Lords warn of 'unacceptable risk' over EU arrest scheme
Failure to strike a new deal on the extradition of criminal suspects after Brexit would pose an “unacceptable risk” to the UK, a committee of peers has declared.
Britain must negotiate a replacement to the European Arrest Warrant (EAW) in time for leaving the EU in March 2019, according to the EU Home Affairs Sub-Committee.
Under the terms of the EAW, EU member states must arrest and transfer suspects to the country where they are wanted for trial or detention.
Chair of the committee Lord Jay said member states had transported some 1,000 individuals since the EAW was set up - including would-be terror attackers.
But the report warned of a “cliff edge” after Brexit - especially since the Government wishes to cut all ties to the European Court of Justice, which oversees the warrant.
"An operational gap between the European Arrest Warrant ceasing to apply and a suitable replacement coming into force would pose an unacceptable risk," it said.
Lord Jay added: "Less than three years ago, Theresa May, in her role as home secretary, opted to maintain the UK's involvement in the European Arrest Warrant, thereby accepting the European Court of Justice's role in overseeing the European Arrest Warrant.
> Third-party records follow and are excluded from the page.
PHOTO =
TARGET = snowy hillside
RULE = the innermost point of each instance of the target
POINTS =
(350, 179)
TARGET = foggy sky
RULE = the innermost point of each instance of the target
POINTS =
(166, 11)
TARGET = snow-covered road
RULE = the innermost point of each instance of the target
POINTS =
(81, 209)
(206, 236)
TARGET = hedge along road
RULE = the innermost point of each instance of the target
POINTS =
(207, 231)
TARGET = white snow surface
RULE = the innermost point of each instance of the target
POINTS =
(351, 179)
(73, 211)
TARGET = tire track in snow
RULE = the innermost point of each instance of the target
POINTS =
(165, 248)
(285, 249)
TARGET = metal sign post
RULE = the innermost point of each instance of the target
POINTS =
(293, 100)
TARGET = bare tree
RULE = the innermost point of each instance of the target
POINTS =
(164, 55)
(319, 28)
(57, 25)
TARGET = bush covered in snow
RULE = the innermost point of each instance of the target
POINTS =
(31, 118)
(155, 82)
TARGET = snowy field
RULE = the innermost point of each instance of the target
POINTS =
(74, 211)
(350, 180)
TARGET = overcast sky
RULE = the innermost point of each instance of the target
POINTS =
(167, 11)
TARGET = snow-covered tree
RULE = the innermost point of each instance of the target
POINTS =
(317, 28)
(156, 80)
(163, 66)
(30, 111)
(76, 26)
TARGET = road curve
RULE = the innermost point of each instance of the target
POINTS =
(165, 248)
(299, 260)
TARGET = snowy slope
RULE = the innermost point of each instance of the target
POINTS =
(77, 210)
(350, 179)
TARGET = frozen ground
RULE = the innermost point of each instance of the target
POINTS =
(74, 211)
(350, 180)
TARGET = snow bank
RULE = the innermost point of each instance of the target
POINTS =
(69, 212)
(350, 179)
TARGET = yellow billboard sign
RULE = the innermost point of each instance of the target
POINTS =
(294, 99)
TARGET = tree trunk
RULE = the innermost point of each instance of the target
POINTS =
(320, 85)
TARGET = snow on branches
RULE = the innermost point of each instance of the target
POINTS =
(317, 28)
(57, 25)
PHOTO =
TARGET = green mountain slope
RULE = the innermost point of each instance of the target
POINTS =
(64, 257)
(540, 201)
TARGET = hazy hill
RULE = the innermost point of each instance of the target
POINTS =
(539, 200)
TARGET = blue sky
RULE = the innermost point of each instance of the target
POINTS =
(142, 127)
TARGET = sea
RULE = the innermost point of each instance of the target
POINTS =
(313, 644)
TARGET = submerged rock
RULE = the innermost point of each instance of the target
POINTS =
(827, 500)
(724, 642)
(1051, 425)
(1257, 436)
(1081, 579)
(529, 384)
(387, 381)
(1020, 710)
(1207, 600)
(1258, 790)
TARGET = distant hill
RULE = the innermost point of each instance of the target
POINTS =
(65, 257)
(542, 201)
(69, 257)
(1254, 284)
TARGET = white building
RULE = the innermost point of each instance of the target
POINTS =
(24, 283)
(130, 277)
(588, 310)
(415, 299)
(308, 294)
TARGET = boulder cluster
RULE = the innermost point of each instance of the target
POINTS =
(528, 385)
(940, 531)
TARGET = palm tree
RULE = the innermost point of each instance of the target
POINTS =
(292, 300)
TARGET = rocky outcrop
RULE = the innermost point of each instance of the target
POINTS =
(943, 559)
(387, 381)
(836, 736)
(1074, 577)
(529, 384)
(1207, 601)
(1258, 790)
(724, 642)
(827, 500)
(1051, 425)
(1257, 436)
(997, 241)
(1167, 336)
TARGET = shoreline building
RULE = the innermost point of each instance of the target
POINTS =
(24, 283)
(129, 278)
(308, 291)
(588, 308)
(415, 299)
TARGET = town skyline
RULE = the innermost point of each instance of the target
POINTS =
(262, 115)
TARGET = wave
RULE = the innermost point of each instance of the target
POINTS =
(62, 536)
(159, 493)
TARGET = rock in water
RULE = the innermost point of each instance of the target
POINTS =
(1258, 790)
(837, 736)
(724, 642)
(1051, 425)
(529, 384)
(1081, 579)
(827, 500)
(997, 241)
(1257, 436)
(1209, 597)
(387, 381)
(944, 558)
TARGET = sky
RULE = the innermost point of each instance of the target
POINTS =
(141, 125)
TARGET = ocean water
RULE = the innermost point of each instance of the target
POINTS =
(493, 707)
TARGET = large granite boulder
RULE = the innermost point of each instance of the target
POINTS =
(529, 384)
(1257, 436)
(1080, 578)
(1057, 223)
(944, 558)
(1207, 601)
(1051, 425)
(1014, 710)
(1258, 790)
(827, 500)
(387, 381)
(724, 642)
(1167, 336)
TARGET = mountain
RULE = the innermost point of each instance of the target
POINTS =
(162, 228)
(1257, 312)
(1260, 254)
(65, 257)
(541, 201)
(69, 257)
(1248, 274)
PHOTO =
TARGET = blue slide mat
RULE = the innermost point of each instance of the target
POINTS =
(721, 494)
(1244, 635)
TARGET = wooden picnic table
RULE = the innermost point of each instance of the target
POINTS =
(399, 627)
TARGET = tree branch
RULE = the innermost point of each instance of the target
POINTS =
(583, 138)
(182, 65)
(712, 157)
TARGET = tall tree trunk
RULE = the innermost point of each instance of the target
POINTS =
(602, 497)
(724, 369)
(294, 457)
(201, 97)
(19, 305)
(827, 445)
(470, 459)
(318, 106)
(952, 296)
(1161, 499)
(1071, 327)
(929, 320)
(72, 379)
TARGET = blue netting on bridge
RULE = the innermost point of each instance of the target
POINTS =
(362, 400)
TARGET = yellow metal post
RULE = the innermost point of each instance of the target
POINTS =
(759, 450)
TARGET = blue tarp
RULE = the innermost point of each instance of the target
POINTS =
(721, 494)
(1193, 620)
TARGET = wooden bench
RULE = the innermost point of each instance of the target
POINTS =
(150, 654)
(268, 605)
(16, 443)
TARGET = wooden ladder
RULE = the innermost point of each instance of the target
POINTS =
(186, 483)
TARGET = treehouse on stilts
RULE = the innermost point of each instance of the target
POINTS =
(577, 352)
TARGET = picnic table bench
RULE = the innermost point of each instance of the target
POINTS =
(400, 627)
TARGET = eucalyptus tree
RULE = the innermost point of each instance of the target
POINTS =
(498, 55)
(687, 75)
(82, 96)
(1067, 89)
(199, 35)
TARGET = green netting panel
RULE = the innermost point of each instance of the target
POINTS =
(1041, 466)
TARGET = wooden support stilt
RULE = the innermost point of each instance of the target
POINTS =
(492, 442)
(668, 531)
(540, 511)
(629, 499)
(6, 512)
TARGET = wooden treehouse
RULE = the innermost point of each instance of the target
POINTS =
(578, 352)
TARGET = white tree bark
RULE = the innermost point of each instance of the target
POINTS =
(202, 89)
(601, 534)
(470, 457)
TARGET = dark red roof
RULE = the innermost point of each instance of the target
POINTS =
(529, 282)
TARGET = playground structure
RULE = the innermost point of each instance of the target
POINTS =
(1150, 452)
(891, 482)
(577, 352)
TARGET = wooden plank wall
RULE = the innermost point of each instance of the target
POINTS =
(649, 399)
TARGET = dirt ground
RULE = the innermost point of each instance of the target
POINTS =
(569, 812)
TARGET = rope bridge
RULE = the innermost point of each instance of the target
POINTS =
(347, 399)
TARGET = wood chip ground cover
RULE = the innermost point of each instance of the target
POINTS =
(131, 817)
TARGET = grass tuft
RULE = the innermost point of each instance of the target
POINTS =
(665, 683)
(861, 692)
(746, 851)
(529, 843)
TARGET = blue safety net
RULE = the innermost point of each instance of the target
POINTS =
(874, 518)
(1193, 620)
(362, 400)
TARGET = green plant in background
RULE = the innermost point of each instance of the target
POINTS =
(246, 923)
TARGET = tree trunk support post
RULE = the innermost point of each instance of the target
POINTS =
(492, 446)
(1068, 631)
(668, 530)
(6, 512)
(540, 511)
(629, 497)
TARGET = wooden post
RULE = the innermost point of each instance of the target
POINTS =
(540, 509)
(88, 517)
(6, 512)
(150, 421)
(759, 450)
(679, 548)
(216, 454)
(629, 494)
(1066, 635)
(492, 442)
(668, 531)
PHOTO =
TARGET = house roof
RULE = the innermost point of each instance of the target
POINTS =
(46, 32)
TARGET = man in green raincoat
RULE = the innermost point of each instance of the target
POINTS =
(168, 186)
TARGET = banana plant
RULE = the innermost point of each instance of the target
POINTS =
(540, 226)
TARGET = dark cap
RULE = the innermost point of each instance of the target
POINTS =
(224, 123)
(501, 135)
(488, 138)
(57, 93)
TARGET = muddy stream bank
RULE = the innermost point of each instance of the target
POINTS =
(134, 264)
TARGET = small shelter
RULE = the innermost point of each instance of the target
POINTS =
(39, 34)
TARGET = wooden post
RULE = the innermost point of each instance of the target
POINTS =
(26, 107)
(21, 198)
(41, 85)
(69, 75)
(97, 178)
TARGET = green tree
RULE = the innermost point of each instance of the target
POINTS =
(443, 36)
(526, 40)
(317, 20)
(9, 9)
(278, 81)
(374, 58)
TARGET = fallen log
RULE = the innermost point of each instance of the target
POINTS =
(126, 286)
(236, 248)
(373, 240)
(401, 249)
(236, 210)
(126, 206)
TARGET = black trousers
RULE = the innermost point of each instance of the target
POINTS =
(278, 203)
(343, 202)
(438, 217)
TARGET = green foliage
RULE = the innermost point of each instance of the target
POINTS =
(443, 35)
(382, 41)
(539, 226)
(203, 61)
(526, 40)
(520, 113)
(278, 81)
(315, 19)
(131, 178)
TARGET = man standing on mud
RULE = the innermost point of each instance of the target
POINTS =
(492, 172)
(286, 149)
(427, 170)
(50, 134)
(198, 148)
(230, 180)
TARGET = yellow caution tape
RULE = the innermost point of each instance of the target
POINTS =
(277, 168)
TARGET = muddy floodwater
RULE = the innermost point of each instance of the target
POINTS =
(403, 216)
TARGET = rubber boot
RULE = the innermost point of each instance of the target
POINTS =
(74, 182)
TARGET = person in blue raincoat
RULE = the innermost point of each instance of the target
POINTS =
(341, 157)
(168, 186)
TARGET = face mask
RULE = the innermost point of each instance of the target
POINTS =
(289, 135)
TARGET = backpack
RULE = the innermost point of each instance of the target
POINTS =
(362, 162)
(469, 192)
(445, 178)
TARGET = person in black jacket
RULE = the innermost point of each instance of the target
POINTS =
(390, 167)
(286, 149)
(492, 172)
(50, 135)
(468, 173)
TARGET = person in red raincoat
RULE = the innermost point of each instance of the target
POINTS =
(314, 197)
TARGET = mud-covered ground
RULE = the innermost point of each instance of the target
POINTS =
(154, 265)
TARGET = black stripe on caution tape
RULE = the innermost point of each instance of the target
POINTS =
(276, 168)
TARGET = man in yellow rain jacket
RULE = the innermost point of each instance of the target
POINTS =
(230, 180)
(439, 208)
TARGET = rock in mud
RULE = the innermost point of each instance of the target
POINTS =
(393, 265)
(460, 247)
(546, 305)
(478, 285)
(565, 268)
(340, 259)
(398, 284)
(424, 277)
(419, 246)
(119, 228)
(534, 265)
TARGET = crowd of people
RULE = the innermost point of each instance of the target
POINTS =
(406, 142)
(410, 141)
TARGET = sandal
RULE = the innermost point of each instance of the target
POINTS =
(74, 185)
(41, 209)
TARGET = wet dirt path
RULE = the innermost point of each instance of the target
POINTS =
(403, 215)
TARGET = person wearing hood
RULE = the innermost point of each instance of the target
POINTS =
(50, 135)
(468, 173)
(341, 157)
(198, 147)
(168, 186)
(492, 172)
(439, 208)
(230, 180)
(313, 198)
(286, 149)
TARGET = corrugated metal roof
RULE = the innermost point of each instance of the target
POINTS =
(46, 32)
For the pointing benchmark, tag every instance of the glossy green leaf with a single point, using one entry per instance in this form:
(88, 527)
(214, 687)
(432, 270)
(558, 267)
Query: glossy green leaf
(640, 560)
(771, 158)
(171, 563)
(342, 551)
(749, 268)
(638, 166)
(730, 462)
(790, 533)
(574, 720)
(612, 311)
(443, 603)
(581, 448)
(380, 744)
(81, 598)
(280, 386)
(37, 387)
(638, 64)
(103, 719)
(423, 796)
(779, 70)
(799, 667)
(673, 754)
"She stated that it was in the national interest to retain cooperation with other EU countries in order to keep the British public safe.
"Now as then, the safety of the people of the UK should be the Government's overriding consideration.
"In March 2017, the Home Secretary, Amber Rudd, said that it was a priority for the Government to ensure that we remain part of the European Arrest Warrant arrangement.
"This is welcome, but it was not clear to the committee how this objective will be compatible with the Government's plans to remove the jurisdiction of the court of justice, let alone other aspects of the UK's withdrawal from the European Union."